Los cambios que se producen durante la adolescencia suelen sorprender a muchos padres que, aunque habiendo pasado también por ello, a menudo no se sienten identificados con lo que observan en sus hijos. Cierto es que ellos tuvieron otros padres y otro entorno, pero en términos generales, la pubertad es una etapa del desarrollo evolutivo con características similares para todos.

No obstante, en este periodo de la vida, también afloran muchas dificultades tanto intrapersonales como de la propia dinámica familiar. Es importante para los padres, saber qué es esperable en esta etapa y qué no es propio de ella, puesto que hay síntomas que son una clara muestra de malestar que requiere ser atendida.

La adolescencia es una etapa de duelo. Los chicos sienten el impulso del desarrollo como personas adultas, en un mundo que no conocen, que les atrae pero que a la vez temen. Quieren empezar a tomar sus propias decisiones y sienten la necesidad de diferenciarse de las opiniones y criterios de sus padres en la búsqueda de su propia identidad. Se pasa de la idealización de los padres al cuestionamiento constante. A su vez, están llenos de miedos e inseguridades que suelen tener dificultades para transmitir y a menudo se traducen en marcados cambios de su estado anímico, también reforzados por los cambios hormonales. Tienen miedo a crecer, y a su vez no quieren ser los últimos en hacerlo.

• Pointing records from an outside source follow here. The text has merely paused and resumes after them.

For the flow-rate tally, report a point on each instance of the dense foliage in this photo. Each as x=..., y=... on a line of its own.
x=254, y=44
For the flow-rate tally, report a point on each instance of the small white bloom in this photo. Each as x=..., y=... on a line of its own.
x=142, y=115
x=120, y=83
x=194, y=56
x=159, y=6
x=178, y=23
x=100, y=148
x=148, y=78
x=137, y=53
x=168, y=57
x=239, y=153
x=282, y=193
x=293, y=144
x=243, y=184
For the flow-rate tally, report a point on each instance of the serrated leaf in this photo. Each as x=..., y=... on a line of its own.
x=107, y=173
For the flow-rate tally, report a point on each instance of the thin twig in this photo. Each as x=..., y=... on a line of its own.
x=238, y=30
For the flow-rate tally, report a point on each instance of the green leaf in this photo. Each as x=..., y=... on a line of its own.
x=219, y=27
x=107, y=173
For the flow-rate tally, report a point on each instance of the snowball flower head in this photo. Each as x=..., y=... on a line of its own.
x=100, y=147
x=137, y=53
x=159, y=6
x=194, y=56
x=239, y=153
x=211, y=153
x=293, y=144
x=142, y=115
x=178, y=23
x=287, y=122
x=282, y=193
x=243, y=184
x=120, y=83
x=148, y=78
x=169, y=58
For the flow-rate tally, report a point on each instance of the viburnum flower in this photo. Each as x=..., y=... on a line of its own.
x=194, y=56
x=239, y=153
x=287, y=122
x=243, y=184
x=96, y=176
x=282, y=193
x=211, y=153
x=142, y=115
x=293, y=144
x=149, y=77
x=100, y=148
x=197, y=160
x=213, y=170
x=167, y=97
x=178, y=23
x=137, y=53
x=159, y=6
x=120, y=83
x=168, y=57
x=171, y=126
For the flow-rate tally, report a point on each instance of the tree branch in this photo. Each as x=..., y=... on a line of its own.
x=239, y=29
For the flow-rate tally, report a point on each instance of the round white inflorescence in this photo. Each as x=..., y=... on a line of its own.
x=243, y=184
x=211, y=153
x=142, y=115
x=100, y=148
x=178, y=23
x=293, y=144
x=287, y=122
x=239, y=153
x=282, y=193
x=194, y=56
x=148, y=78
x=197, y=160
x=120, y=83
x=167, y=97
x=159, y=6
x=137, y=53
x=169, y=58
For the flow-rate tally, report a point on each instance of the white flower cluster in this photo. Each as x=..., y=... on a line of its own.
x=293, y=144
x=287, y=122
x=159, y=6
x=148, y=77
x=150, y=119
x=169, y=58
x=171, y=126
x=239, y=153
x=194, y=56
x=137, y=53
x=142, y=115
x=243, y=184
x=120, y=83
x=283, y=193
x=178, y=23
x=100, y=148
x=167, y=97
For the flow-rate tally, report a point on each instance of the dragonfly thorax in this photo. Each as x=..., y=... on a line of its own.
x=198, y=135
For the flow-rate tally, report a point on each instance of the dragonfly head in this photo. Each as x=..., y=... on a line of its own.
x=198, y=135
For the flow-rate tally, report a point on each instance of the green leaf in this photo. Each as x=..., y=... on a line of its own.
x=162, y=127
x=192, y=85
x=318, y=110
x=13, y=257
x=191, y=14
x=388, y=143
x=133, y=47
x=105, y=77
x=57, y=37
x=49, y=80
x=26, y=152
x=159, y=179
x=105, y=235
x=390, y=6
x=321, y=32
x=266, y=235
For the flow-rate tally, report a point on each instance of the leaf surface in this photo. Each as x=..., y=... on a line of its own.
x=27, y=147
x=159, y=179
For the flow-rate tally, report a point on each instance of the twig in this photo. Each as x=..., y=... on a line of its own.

Son muy sensibles a la crítica y al cuestionamiento, por todo lo explicado anteriormente. La necesidad de intimidad se dispara, y pasan largo tiempo encerrados en su habitación sin querer saber del resto del mundo. La prioridad ya no es compartir con los padres sino con los iguales, demandando pasar el máximo tiempo con ellos, sin embargo, necesitan saber que sus progenitores están ahí, disponibles para ellos. Es habitual una vuelta al egocentrismo, de forma que sienten que todo gira en torno a ellos.

A veces es difícil para los padres seguir esta oleada sin perderse en las batallas, por lo que puede ser enormemente facilitador el pedir ayuda profesional para gestionarlo.

En resumen, es un periodo de transición, más o menos agitado, de alta emocionalidad, y muchos cambios, pero que la mayoría superan sin dificultad.

Cuando hay que preocuparse:

  • Si muestran largos periodos de tristeza y melancolía.
  • Si la actitud retadora y de cuestionamiento en casa, supone una fuente de tensión y conflicto constante.
  • Si la preocupación por la imagen corporal es excesiva y muestran señales de malestar o alteraciones de la conducta alimentaria.
  • Si el contacto social con iguales es escaso e incluso se observa cierto aislamiento.
  • Si la implicación en conductas de riesgo es excesiva y preocupante.